I still remember a time when many discussions took place about these things. I always had to stress: I'm talking about social impulses! — This upset people terribly. Obviously I should have said: social ideas or social thoughts, because the people only had thoughts in their heads about such things. That I spoke about impulses angered them terribly because they hadn't noticed I used “impulses” on this basis of indicating realities and not abstract ideas. Obviously one had to express oneself in abstract ideas.

Today it must again be grasped that a new understanding must be found for what is called the social question. We live in different relationships today than in the year 1919. Time is moving fast, especially in economic areas. It is necessary that even those very ideas which were considered at that time as mobile, continue to be contained in the flow and that one's observations of viewpoints stay within the spiritual present.

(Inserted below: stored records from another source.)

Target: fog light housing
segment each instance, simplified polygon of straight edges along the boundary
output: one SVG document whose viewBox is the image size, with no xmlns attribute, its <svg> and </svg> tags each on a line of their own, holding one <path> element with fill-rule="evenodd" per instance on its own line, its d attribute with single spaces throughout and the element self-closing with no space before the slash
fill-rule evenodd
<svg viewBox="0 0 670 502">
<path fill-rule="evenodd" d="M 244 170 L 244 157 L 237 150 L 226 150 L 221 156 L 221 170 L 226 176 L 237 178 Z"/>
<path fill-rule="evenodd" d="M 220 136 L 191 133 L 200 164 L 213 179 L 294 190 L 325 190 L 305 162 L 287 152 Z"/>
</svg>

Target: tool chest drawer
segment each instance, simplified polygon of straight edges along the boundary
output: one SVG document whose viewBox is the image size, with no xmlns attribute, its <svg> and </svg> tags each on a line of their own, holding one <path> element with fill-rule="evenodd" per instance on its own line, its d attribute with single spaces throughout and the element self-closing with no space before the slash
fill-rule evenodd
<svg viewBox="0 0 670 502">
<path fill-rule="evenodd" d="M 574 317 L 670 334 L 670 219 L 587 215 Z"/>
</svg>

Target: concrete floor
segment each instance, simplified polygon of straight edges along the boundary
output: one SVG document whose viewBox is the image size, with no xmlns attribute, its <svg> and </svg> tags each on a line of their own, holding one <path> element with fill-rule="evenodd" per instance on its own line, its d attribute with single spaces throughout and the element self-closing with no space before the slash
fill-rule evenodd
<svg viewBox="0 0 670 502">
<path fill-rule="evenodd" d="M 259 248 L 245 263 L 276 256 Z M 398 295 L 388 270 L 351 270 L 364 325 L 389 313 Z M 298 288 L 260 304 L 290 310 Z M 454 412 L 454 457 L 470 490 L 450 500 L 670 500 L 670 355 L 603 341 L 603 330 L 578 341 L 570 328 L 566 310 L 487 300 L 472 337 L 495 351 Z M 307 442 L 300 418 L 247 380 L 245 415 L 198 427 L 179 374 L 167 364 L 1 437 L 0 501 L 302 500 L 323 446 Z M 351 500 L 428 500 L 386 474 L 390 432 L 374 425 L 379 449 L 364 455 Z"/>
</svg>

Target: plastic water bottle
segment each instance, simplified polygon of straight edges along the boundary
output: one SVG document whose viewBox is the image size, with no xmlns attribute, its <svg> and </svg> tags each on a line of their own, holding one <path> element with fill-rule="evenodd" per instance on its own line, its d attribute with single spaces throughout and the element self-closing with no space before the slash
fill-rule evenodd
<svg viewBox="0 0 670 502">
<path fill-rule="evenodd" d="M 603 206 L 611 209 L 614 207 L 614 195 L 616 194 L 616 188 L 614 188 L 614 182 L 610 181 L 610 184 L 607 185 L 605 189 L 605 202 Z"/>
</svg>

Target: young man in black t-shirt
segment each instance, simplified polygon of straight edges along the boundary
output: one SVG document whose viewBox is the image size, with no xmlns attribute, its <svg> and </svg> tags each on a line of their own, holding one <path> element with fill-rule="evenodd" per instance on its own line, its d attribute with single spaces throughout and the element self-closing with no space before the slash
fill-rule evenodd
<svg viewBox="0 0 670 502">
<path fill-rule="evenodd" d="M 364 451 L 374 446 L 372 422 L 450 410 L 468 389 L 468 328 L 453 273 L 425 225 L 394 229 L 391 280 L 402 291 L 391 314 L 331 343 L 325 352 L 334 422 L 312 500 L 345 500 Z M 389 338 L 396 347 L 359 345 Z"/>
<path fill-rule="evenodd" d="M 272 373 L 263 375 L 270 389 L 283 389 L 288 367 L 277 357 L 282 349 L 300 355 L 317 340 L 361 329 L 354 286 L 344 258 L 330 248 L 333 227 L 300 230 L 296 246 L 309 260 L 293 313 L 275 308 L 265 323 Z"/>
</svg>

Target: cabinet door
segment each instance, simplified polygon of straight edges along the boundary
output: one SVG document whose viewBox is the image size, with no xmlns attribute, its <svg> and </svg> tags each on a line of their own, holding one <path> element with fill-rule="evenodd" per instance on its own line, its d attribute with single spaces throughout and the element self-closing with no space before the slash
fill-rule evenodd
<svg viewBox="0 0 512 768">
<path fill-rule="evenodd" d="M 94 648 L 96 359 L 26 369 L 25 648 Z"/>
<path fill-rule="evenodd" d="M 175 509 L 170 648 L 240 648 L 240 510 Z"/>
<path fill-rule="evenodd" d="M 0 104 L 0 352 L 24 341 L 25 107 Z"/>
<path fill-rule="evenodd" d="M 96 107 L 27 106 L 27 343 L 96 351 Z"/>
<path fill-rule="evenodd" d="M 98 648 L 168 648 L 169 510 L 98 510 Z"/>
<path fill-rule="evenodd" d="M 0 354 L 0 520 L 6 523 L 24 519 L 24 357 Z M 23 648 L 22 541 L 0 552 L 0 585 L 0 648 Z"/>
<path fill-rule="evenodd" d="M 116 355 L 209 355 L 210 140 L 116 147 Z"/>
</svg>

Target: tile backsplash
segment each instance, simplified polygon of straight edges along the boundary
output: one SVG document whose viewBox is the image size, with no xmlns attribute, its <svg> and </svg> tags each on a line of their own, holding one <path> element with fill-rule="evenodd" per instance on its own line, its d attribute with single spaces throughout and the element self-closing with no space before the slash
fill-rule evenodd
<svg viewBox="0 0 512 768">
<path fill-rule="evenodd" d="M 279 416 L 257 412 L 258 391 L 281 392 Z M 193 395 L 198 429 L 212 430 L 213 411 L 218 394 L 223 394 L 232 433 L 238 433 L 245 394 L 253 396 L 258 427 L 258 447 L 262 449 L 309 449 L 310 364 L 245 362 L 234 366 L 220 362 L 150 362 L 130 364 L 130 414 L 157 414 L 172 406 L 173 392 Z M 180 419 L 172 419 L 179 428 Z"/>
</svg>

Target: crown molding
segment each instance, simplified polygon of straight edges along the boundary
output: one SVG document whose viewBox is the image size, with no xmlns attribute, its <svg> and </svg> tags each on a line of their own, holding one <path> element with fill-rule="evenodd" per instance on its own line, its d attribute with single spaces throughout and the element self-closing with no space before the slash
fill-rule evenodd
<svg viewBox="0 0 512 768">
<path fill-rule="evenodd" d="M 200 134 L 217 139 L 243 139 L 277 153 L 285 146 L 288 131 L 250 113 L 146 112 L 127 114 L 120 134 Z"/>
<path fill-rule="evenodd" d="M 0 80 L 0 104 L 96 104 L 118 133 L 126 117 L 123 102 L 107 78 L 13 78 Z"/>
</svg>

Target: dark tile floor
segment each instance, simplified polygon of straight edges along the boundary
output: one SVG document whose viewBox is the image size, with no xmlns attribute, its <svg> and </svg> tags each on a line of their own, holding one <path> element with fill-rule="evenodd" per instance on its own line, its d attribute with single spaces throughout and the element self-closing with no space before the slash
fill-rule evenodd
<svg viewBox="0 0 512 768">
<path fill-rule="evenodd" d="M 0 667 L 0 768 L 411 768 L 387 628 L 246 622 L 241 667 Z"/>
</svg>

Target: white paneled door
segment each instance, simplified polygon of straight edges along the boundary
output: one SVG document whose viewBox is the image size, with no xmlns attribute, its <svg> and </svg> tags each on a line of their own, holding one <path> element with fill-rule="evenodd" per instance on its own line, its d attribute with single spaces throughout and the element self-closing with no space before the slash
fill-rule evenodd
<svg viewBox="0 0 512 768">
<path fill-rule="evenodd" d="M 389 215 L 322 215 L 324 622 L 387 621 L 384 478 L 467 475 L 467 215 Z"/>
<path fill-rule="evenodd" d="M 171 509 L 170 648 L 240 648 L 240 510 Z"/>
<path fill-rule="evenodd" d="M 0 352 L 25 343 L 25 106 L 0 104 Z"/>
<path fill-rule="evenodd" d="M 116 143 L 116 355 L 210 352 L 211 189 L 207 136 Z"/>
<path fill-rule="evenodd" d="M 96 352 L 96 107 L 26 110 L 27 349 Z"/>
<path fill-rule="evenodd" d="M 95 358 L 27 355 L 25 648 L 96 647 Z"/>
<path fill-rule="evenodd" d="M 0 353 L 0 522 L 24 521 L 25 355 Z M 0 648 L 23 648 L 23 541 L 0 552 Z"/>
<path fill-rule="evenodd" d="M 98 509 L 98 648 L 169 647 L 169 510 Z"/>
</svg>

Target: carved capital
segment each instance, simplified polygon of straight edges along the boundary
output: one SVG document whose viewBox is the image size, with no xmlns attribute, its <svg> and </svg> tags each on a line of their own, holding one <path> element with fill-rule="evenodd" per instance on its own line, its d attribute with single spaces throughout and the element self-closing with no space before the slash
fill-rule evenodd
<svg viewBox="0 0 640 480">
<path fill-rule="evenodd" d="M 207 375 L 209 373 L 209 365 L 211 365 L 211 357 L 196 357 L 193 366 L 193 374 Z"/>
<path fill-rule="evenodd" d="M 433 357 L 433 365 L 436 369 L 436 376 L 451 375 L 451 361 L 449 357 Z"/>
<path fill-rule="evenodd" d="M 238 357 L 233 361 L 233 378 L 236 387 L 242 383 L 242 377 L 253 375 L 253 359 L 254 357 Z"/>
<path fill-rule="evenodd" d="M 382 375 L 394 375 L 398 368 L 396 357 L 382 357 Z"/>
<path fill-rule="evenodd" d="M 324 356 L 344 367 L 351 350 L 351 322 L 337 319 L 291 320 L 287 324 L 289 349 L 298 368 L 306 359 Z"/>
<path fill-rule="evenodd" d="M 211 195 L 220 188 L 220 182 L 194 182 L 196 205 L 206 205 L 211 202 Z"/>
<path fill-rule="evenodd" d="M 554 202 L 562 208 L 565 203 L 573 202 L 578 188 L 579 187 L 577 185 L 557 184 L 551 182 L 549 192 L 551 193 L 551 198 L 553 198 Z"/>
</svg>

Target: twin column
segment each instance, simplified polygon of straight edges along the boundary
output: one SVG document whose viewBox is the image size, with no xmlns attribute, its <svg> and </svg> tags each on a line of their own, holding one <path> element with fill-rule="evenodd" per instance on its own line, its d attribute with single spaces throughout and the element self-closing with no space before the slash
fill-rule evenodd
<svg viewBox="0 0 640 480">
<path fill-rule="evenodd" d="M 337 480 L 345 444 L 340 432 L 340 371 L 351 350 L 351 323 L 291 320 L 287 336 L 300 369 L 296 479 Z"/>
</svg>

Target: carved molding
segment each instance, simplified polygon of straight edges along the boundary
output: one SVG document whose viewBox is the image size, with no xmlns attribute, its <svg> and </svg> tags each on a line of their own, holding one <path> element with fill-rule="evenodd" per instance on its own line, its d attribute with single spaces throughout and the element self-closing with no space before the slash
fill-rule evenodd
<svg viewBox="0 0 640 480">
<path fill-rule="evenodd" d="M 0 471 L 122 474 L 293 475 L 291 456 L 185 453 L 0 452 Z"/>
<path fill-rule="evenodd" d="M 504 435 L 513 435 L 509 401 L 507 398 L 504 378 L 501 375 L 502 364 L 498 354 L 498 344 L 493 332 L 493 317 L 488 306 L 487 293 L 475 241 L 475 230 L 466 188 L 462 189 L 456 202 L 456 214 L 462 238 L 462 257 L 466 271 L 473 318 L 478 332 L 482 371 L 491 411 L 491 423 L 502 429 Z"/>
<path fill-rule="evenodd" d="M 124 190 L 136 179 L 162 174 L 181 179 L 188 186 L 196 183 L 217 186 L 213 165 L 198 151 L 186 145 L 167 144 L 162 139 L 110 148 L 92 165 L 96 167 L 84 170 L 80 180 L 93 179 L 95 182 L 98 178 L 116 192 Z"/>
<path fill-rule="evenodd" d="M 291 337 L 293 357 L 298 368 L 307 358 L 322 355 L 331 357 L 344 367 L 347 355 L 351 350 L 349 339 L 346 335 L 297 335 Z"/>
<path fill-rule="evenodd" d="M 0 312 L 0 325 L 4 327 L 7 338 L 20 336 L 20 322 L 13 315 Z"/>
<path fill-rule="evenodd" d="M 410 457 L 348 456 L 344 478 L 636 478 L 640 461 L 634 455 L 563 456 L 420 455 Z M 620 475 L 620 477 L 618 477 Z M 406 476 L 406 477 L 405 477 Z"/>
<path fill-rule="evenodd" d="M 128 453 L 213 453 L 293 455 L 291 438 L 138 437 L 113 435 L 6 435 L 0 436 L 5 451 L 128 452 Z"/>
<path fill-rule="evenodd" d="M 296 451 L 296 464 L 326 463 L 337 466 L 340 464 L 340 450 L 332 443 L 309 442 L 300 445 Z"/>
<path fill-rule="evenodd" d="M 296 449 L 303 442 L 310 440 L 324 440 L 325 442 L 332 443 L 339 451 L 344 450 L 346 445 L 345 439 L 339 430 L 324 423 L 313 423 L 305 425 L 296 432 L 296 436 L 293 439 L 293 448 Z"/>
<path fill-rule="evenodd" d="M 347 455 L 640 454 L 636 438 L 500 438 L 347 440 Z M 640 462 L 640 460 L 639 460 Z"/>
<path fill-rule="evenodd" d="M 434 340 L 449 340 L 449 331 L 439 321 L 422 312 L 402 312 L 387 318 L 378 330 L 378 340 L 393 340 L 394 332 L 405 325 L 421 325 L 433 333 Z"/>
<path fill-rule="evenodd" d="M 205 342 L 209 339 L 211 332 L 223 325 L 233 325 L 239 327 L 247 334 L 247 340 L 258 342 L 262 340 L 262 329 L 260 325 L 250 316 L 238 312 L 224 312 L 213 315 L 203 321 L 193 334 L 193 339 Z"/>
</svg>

Whoever wants to look at the reality of relationships within the economic life knows they have essentially changed since the writing of my “Key notes” and one can no longer just use deductions as before. At least in the “Key notes” one would find an attempt to search for this method of social thinking in a realistic way, perhaps exactly because this attempt has grown from the soil where realities are always looked for, where one doesn't want to fall into fanaticism or false mysticism — because this attempt is grown out of accuracy on the wrestling ground of the anthroposophical world view.